The newly confirmed case means the WHO now recognizes three cases in Indonesia, including a 38-year-old man who died in July and a 37-year-old woman who died Sep 10. The government counts the 38-year-old man's two young daughters, who also died in July, as cases, but the WHO has said their test results did not meet the criteria for H5N1.
The new case increases the WHO's avian flu tally since late 2003 to 115 cases with 59 deaths, of which 91 cases and 41 deaths occurred in Vietnam.
The WHO statement did not say where the 8-year-old boy lives or how he might have been exposed to avian flu. The previous cases have all been in the Jakarta area.
Agence France-Presse (AFP) reported that 13 people were being treated for possible symptoms of avian flu today at Jakarta's Sulianti Saroso Hospital, four more than yesterday. A doctor there said the three newest patients had visited Jakarta's Ragunan Zoo Sep 18, just before officials closed it because 19 birds there had tested positive for the H5N1 virus.
Today's WHO statement suggested that the rash of suspected cases of avian flu in Indonesia mainly reflects increased vigilance. Because of growing public and governmental concern, "several patients with respiratory symptoms and a history of possible exposure to the avian virus are being evaluated as part of ongoing surveillance efforts," the agency said.
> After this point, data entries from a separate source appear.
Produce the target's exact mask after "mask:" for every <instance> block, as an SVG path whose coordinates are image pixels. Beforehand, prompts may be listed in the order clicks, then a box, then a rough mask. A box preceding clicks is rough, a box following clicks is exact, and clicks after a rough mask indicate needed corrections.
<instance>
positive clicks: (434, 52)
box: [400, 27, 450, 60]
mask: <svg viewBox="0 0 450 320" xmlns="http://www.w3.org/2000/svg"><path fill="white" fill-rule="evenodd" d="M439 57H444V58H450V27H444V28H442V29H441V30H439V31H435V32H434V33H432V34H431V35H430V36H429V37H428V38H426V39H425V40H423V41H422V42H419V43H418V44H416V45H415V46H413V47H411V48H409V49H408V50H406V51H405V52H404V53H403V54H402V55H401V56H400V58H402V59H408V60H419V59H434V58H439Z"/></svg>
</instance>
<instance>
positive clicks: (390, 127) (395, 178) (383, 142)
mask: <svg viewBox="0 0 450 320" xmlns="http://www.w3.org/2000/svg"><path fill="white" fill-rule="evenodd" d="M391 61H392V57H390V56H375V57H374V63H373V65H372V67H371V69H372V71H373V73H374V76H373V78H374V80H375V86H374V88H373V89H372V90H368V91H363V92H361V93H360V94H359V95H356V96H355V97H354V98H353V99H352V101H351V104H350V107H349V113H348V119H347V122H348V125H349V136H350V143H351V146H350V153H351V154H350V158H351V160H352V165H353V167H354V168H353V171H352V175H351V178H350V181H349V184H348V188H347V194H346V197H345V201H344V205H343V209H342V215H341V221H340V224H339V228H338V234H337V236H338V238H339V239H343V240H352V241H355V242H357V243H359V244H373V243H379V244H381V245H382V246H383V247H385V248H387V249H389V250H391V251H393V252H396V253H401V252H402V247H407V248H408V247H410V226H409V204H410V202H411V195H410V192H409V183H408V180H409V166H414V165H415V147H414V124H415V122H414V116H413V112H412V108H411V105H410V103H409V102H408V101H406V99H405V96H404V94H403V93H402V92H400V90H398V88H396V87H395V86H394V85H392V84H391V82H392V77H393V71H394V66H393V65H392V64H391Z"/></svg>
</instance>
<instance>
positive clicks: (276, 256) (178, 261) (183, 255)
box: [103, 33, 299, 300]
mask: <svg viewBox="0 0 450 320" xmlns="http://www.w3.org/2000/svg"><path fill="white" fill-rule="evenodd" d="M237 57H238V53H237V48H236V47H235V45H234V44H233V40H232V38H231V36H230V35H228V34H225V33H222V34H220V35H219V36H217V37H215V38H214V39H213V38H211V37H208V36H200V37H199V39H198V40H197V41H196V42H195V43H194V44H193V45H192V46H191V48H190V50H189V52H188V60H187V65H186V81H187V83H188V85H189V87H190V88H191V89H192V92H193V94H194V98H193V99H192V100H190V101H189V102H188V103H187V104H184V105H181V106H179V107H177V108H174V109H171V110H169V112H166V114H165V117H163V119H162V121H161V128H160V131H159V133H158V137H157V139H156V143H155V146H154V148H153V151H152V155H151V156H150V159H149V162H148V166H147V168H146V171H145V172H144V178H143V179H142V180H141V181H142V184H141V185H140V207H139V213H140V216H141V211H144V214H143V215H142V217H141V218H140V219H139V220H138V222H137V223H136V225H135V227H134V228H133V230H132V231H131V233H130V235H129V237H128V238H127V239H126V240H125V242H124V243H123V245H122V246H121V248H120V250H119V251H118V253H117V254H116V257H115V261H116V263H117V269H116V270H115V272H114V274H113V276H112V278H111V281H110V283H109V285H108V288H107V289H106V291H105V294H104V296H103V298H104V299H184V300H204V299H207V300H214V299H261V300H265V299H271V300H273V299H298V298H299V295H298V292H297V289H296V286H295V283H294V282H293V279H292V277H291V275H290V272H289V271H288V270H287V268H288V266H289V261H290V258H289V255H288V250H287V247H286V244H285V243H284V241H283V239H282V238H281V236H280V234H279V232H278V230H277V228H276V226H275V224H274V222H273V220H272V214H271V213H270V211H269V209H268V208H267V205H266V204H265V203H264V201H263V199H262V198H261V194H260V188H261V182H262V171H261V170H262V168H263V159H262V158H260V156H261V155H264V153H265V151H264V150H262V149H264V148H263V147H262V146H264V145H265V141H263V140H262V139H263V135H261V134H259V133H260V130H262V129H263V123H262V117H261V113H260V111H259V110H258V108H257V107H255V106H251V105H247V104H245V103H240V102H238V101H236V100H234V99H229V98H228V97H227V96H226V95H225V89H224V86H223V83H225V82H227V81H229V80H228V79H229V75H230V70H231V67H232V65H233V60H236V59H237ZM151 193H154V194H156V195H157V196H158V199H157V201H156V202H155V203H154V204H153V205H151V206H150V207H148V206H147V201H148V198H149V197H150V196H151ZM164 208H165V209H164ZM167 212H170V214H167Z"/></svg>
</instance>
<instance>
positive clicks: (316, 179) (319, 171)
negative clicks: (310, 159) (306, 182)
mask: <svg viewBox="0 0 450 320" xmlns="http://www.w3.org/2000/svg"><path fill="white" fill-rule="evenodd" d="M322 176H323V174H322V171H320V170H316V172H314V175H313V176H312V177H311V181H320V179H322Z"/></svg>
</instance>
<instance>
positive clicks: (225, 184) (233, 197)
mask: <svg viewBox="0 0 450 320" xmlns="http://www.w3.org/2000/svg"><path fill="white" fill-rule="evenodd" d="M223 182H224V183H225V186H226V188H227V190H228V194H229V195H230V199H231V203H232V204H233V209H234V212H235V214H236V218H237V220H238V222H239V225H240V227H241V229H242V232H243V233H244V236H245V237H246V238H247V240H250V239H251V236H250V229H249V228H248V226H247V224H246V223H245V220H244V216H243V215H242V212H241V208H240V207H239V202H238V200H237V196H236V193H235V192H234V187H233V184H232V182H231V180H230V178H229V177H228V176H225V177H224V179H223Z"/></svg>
The WHO also said today that tests on samples from the 37-year-old Indonesian woman who died of avian flu earlier this month showed that the virus had not mutated, according to news services.
Georg Petersen, the WHO representative in Jakarta, said the virus that killed the woman appeared to be the same as viruses circulating in poultry in Indonesia, according to a report yesterday in the New York Times. The finding, which he called reassuring, was based on a genetic analysis of the virus by Malik Peiris at Hong Kong University.
According to the story, Peiris said his analysis, not yet complete, suggests that the virus had not exchanged genes with human flu viruses, an event that could enable it to spread more readily from person to person.